Selbst in schwierigsten Zeiten, im Faschismus, hat die Solidarität den Menschen Hoffnung gegeben und so überhaupt erst das Überleben im Konzentrationslager durch Essensumverteilung, Schutz von besonders Geschwächten vor schwerer Arbeit oder politische und kulturelle Tätigkeit ermöglicht.
Die soziale Öffnung und weitgehend demokratische Verfaßtheit der Universitäten sind Erfolg der Studentenbewegung von 1968. Die hohe Wirksamkeit, auch über die Hochschulen hinaus, konnte durch einen hohen Organisationsgrad der Studierenden und die Kooperation mit den Gewerkschaften erreicht werden.
Aus der Geschichte läßt sich lernen.

Solidarisch im Alltag

Der studentische Alltag hat mit freudvoller Erkenntniserweiterung meist wenig zu tun: Seminare mit Referatsmarathon, unsinniges Auswendiglernen, überfüllte Lehrveranstaltungen, Anonymität, drohende Studiengebühren, vielfältige Leistungsanforderungen (Referate, Klausuren, Hausarbeiten), nebenbei Arbeiten und dann noch die Eltern, die fragen, wann man endlich fertig sei. Wer sich hier individuell durchwurschteln will, landet schließlich in der Scheinsouveränität des „Ich-will-was-ich-soll“.

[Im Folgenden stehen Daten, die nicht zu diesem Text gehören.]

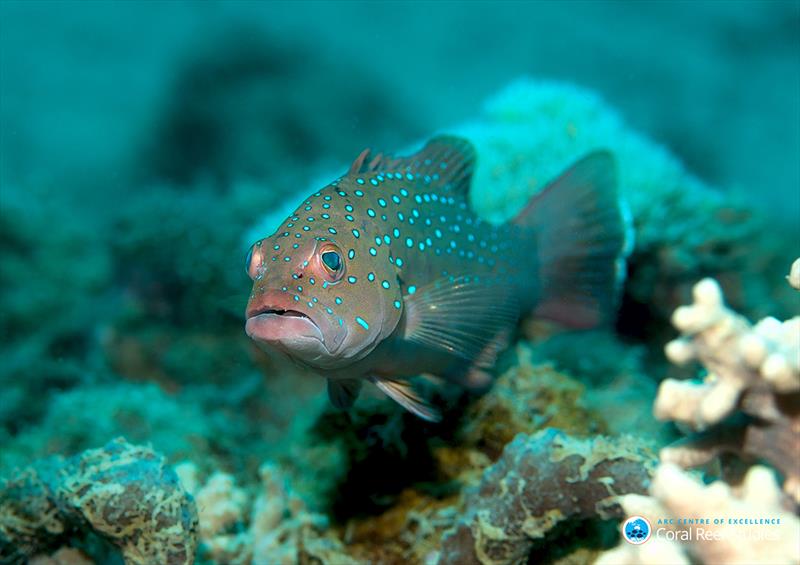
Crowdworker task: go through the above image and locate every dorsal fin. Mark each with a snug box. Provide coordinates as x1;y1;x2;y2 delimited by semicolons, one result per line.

Solidarität ist die vernünftige Alternative. Der Austausch mit Kommilitonen über Probleme und die Erkenntnis ihrer überindividuellen Verbreitetheit, sind der erste Schritt, der Bedrängung und Isolation entgegenzutreten. Dies ist die Grundlage für eine kollektiv zu erarbeitende Einsicht in die prinzipielle Kritikwürdigkeit aktueller Lebensbedingungen – innerhalb und außerhalb der Universität – und das Eintreten für verallgemeinerungswürdige Ziele der menschenwürdigen Veränderung der Welt. Dies beginnt bei der kooperativen Bewältigung des Alltags z.B. beim gemeinsamen Vorbereiten eines Referats und führt weiter zur bewußten Organisierung in Fachschaftsräten, Hochschulgruppen und AStA für die Einflußnahme auf eine gesellschaftlich verantwortungsvolle Entwicklung der Hochschulen. So konnten auch in der Vergangenheit u.a. Studienreformen durchgesetzt werden, Räume für studentische Kultur besetzt werden, das Hörergeld durch Boykott abgeschafft werden und kriminalisierte Studierende durch massenhafte Selbstanzeigen ‚befreit‘ werden. Solidarität ist eine Waffe!
Statt sich vereinzelt mit der Einführung von Studiengebühren zu arrangieren ist der Verwaltungsgebührenboykott die Möglichkeit gemeinsamer Gegenwehr. Auf die Solidarität zu setzen, ist jedoch aktuell gesellschaftlich nicht üblich. Die Geschichte zeigt aber: es gibt viel zu gewinnen. Im wirksamen Protest gegen die Studiengebühren können wir die Solidarität neu entwickeln und stehen daher in der Verantwortung, gesellschaftlich beispielgebend voranzugehen. Deshalb ist es von hoher Bedeutung, daß wir alle initiativ sind für den erfolgreichen Gebührenboykott, also möglichst schnell überweisen, andere überzeugen und Mut machen.